First large-scale and practical use of secure multi-party computation

The Danish Sugar Beet Auction was the first large-scale and practical application of secure multi-party computation, which took place in January 2008. An electronic double auction was successfully run by a multiparty computation involving representatives of Denmark's only sugar beets processor (Danisco), the Danish sugar beet growers' association, and a research group responsible for implementing and running the computation.

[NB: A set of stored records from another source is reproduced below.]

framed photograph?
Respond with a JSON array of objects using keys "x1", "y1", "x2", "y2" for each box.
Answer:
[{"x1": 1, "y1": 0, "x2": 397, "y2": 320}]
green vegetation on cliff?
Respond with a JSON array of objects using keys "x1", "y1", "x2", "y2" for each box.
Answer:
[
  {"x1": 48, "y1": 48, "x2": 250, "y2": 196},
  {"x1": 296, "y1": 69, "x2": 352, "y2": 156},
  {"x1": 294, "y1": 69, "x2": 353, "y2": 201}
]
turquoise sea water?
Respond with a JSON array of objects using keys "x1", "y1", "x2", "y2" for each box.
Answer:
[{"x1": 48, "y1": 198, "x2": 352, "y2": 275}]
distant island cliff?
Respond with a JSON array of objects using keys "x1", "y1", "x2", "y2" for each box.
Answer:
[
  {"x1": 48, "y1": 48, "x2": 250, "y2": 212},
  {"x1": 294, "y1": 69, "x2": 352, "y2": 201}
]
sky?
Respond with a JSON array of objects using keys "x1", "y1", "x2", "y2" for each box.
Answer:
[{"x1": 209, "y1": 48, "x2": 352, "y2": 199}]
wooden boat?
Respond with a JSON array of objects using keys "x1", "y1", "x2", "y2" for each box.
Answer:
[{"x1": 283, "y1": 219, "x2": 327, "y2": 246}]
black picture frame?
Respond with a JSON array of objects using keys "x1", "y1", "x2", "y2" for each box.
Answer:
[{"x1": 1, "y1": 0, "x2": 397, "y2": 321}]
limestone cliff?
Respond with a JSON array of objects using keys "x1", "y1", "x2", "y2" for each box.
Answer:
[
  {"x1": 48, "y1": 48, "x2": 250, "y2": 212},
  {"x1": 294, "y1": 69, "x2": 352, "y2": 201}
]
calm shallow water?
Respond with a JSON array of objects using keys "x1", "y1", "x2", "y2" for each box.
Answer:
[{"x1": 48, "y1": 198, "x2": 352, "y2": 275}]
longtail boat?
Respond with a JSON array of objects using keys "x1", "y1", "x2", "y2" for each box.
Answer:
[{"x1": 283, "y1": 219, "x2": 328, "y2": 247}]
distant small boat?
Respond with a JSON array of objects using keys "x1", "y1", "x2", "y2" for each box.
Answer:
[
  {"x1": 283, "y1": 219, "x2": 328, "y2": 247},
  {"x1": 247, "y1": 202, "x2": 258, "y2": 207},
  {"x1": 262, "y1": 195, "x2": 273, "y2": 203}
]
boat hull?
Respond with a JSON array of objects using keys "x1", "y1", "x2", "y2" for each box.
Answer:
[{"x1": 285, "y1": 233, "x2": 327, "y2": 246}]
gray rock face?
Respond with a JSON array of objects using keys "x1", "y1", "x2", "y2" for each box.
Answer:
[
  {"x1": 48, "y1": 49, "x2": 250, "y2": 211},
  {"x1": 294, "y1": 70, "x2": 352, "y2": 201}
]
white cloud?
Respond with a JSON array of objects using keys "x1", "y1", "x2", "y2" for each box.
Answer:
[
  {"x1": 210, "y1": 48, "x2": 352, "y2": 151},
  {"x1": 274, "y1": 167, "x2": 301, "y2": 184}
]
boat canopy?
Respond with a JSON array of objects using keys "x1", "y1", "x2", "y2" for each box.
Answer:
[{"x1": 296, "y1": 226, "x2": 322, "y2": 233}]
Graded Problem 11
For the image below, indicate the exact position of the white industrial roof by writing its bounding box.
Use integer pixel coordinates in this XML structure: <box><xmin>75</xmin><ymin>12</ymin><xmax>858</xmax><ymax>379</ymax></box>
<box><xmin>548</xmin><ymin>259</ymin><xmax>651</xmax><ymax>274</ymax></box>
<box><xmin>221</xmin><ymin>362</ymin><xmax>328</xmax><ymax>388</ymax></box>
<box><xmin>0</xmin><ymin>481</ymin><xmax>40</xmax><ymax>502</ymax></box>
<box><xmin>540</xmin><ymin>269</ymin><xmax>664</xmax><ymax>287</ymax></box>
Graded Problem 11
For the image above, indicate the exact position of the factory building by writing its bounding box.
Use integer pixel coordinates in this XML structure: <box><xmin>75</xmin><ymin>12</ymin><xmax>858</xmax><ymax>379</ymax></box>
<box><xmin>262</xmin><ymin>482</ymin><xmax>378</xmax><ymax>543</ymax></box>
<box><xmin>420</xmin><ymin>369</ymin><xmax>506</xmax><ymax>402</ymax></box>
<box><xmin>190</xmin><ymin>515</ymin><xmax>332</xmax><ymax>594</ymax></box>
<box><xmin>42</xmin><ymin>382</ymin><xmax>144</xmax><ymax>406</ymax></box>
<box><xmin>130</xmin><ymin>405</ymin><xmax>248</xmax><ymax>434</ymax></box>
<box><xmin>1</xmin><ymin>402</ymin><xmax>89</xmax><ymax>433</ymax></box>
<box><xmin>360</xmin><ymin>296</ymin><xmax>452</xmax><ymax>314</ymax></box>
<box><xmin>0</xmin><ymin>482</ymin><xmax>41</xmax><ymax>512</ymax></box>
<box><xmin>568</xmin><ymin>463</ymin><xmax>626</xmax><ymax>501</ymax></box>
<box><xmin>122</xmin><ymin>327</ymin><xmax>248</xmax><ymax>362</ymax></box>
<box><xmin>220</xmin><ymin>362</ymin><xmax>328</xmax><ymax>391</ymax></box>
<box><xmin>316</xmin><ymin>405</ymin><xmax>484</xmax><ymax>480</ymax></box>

Due to European Union sugar market policy reforms which reduced sugar subsidies and lowered prices, as well as the recent closure of one of Danisco's sugar processing plants, the Danish sugar beet industry needed to reallocate production contracts to farmers nation-wide in an attempt to retain market efficiency. The decision made was to hold an electronic double auction to find the new market clearing price of sugar beets, where the role of the "auctioneer" was played by a computer program implementing a secure multi-party computation (SMPC) between the farmers and Danisco.

The use of SMPC not only reduced expenses of the auction process (when compared to hiring an external consultancy to run the auction), but also allowed farmers' bids to remain private from Danisco, the only sugar beets processor on the Danish market and the seller of production contracts. This was important as farmers' bids can reveal their individual economic positions and productivities, which Danisco could have hypothetically used to their advantage when selling contracts. In a survey of the auction participants, 80% of respondents indicated that it was important to them that the bids were kept confidential.

Aside from organizing the logistics of such a novel auction, the actual computation of the market clearing price and each bidder's positions only took about 30 minutes to complete. Ultimately, the auction resulted in the transfer of 25 thousand tons of production rights between farmers.